Healthcare giant UnitedHealth Group (NYSE: UNH) is also reporting, which is a company we are considering holding. Covid surges impacts its healthcare analytics line as it hampers its customers who are a wide range of businesses. On the other hand, Covid surges are a tailwind to its health insurance line. There will be lower pay-outs for medical services as people avoid hospital or have non-essential visits cancelled due to capacity constraints.

Netflix is looking to keep up its subscriber growth momentum from the third quarter where it picked up 4.4 million subscribers, bouncing back from disappointing growth in the second quarter. Management has provided lofty guidance of 8.5 million new subscribers. With a subscriber count of 213.5 million there will be concerns of slower growth in the medium to long term due to saturation. With this, a key to Netflix’s long-term success is gradual expansion in operating margins.
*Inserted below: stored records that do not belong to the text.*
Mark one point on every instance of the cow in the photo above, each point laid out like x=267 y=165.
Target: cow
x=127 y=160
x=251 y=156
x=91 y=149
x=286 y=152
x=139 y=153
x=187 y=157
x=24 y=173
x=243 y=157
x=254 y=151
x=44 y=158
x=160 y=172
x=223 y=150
In economic news, China will be reporting it’s fourth quarter GDP figures, which is expected to increase 3.6% year-on-year. China’s industrial production is expected to increase 3.7% year-on-year for the month of December. Jobs in Australia are expected to increase by 205,000.

An interesting statistic for the week

With all the serious talk about finance related insights and figures, I thought I’d like to end each piece with an interesting statistic for my readers. Here’s one to start it off…

Only 8% of the world’s currency is actual physical money

With most people paying for everyday items using their credit or debit card, or online with PayPal or Afterpay, we are using good old physical cash a lot less than we use to. However, some may find it surprising that this figure is just a paltry 8%.